The original intent behind this parade was to celebrate LGBTQ resistance during the 1969 New York Stonewall Riots and to provide an experience in which LGBTQ individuals could feel pride in their identities, see others like themselves in a public setting, and not feel alone.

The first pride parade took place on June 28, 1970, with approximately 1,000 people in attendance. The original route went along Hollywood Boulevard, starting at Hollywood and Highland, moving east to Vine Street, and then back to Hollywood and Highland to finish. The parade route has since moved to West Hollywood.

Since its beginnings in the early 1970s, the parade now known as LA PRIDE has had a mardi gras-like and carnivalesque quality, presenting political platforms and viewpoints in a fun and celebratory manner. Each year, the parade reflects current social and cultural happenings within the LGBTQ community.

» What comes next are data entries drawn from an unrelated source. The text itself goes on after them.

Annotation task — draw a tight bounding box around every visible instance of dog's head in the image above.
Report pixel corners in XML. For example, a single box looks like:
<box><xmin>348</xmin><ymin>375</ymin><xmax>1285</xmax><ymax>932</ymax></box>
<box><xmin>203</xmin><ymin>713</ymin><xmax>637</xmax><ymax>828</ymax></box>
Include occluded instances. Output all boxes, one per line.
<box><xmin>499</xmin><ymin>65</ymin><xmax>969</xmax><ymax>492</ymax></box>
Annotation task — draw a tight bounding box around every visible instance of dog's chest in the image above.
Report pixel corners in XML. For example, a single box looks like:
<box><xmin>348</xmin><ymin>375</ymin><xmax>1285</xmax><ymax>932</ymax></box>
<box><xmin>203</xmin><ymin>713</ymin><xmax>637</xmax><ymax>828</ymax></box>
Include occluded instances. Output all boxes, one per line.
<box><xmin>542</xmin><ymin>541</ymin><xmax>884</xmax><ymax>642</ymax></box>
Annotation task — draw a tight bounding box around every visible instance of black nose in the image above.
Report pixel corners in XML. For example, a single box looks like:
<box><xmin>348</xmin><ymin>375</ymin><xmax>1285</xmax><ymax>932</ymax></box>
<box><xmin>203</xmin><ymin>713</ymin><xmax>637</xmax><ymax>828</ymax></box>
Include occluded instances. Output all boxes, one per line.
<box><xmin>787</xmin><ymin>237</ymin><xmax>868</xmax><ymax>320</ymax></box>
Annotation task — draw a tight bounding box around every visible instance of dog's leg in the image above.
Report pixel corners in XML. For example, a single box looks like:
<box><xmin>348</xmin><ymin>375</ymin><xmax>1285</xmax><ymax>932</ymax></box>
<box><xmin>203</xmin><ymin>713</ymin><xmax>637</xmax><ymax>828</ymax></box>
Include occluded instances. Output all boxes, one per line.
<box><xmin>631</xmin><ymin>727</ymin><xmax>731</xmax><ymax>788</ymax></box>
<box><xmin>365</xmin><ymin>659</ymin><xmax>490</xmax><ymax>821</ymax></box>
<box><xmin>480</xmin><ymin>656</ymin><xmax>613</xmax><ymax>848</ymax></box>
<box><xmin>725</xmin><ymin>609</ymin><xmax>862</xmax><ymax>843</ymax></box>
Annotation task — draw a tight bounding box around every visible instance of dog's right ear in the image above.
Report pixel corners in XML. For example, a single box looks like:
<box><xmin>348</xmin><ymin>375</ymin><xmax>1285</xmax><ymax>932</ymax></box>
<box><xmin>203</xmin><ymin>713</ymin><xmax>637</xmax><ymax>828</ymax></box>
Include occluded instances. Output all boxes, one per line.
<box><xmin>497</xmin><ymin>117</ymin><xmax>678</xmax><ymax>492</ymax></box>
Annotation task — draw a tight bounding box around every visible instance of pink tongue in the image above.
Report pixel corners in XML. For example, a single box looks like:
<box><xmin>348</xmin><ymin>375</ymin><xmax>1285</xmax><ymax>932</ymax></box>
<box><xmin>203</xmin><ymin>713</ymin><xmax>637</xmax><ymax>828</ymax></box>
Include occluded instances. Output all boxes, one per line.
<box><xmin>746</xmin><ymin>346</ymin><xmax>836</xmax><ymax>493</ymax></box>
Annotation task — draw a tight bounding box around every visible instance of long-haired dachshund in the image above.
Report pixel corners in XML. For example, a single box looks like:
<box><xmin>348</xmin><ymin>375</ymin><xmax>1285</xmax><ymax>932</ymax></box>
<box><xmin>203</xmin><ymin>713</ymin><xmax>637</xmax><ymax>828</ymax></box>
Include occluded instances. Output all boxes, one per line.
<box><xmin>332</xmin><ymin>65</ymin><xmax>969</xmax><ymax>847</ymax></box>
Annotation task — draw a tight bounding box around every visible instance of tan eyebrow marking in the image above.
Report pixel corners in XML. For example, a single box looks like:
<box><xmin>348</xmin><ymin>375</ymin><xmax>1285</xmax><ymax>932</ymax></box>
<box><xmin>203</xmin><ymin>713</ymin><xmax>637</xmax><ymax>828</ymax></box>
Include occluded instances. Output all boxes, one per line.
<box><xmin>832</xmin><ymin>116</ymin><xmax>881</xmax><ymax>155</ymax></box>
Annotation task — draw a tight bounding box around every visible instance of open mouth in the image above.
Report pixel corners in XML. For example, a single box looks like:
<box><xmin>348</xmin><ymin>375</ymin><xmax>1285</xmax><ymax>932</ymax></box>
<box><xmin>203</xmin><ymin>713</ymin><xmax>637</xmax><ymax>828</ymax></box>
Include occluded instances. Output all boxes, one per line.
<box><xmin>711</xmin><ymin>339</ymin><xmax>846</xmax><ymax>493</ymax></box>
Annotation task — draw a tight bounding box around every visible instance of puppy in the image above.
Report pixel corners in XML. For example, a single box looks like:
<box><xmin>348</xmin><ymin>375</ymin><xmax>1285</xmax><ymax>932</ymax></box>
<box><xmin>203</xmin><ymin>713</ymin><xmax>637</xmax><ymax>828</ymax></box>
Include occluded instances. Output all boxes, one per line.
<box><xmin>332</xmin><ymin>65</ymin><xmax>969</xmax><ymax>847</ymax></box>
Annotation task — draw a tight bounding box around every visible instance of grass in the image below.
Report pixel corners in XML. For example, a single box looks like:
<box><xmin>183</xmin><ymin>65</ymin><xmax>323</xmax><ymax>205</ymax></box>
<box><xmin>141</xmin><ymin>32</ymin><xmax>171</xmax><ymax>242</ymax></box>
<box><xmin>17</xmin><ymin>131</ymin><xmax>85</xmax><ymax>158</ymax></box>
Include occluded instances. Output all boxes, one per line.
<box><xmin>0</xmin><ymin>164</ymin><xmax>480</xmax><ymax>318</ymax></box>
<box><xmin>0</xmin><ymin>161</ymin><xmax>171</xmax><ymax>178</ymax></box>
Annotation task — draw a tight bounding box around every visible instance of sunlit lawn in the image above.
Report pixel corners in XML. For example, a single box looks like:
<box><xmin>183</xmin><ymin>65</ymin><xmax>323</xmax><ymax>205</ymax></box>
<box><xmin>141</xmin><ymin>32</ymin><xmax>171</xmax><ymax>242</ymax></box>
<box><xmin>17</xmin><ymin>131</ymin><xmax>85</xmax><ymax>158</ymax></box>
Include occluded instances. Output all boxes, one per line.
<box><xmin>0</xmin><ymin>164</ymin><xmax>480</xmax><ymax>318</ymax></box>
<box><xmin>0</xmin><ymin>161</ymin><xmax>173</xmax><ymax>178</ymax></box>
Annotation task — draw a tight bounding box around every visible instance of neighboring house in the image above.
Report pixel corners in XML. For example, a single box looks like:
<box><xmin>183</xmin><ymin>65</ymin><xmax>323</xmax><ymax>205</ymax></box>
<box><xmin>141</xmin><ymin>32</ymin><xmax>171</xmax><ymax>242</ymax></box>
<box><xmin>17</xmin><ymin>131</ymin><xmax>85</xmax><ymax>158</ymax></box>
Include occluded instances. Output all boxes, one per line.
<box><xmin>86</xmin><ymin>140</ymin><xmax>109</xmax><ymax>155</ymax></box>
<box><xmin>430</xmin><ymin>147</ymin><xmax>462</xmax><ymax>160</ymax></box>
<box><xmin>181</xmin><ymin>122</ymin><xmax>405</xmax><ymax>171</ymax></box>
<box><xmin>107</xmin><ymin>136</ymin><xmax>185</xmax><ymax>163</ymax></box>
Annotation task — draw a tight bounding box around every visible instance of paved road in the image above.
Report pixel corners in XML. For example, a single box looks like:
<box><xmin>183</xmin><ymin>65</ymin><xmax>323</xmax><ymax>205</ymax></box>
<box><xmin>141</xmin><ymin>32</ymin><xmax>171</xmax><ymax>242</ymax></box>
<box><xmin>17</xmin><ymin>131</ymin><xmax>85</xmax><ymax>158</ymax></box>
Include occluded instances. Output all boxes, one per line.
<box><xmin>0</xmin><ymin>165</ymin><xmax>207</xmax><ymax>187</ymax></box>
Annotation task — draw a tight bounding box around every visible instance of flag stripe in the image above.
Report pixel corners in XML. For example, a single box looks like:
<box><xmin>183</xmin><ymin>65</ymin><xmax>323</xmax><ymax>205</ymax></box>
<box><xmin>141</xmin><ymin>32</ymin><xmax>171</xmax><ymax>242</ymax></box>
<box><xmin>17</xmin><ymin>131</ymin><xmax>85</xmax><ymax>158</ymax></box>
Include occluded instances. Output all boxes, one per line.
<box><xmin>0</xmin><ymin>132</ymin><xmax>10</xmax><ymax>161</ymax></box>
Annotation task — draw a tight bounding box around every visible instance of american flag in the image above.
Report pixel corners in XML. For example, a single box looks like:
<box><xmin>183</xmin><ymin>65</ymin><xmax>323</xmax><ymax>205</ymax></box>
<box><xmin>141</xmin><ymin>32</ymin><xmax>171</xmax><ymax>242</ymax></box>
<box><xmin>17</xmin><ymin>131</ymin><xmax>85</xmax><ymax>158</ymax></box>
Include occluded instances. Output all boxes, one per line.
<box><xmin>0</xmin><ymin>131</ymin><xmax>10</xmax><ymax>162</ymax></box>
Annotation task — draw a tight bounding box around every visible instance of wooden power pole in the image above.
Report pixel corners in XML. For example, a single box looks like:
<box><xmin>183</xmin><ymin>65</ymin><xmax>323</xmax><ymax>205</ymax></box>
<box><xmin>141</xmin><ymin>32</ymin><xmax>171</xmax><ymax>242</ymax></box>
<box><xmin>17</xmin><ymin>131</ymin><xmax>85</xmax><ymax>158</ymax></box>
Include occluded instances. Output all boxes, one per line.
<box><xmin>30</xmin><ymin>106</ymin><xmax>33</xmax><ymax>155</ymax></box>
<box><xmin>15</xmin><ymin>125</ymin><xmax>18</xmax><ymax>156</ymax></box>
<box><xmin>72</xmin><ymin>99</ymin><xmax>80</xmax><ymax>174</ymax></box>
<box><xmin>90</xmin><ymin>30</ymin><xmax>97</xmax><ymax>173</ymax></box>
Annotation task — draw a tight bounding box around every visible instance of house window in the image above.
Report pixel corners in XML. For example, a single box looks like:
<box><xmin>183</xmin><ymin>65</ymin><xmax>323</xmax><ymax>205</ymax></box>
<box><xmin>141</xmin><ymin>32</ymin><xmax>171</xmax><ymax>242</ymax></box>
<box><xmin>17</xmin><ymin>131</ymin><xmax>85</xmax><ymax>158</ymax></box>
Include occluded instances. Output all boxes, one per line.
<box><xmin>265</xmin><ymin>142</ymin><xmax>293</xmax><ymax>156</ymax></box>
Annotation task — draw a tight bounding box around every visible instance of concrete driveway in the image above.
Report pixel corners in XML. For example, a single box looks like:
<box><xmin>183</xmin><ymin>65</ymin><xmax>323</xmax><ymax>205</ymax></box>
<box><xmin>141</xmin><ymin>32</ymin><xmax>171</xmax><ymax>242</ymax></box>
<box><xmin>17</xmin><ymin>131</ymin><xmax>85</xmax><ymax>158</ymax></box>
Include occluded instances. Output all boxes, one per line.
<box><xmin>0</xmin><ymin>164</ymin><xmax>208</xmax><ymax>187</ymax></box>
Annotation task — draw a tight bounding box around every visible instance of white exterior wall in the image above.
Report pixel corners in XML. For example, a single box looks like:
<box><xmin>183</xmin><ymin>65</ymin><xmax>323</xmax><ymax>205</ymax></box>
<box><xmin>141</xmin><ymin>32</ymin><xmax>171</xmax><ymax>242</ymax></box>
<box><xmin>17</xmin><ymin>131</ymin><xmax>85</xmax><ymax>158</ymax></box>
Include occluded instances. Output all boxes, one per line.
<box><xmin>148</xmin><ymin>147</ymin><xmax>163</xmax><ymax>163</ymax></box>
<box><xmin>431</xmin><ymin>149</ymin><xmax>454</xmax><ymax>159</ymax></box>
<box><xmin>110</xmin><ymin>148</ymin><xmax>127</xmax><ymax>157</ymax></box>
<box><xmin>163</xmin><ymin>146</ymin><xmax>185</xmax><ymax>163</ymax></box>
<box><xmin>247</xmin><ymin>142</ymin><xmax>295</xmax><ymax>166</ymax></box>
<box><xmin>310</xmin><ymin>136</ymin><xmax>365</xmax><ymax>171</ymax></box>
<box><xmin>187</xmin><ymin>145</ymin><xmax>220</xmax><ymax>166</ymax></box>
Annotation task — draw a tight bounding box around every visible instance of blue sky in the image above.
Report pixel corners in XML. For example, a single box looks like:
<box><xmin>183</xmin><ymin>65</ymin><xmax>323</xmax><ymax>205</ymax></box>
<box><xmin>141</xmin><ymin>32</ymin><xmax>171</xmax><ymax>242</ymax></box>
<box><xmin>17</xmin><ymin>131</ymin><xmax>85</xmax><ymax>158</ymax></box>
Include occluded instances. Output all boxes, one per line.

Today, the offices of Christopher Street West are located in West Hollywood.

Los Angeles' first pride parade was conceived when Reverend Bob Humphries (founder of the United States Mission), Morris Kight (a founder of the Gay Liberation Front), and Reverend Troy Perry (founder of the Metropolitan Community Church) came together to commemorate the one-year anniversary of Stonewall.

It was at this meeting that Humphries, Kight, and Perry decided to sponsor a parade, which they organized over the course of two days.

The organizers encountered numerous obstacles in securing a permit for the parade, the result of pushback from the Los Angeles Police Commission.

City authorities required organizers to post two bonds, the first for $1 million and the second for $500,000, as well as $1,500 in cash to pay for the police officers who would be dispatched to protect parade attendees. 

The organizers were also required to recruit at least 3,000 participants in order to receive permission to march in the streets. If they failed to meet that number, marchers would have to remain on the sidewalks.

Considering these requirements to be exploitative, Reverend Perry went to see Herbert Slewyn, an attorney with the American Civil Liberties Union (ACLU). The same day, the California Superior Court ordered the Police Commission to issue a permit to the organizers with the receipt of the $1,500 security payment, but that all other requirements be dropped.

When delivering his decision, the judge ruled in the favor of the organizers, arguing that all citizens deserved equal rights and protection under that law. He also ordered law enforcement to protect spectators in addition to marchers. 

Christopher Street West and its successful pride parade in 1970 set a global precedent. Pride parades and celebrations now take place throughout the world, with most during the month of June to coincide with what many recognize as LGBTQ Pride Month.

This moment in LGBTQ history is especially significant because it highlights Los Angeles' fundamental role in shaping LGBTQ rights, politics, and consciousness.

While New York City and San Francisco traditionally have overshadowed Los Angeles in terms of their contributions to the LGBTQ civil rights movement, activists in the greater Los Angeles area were at the forefront of community organizing and awareness building.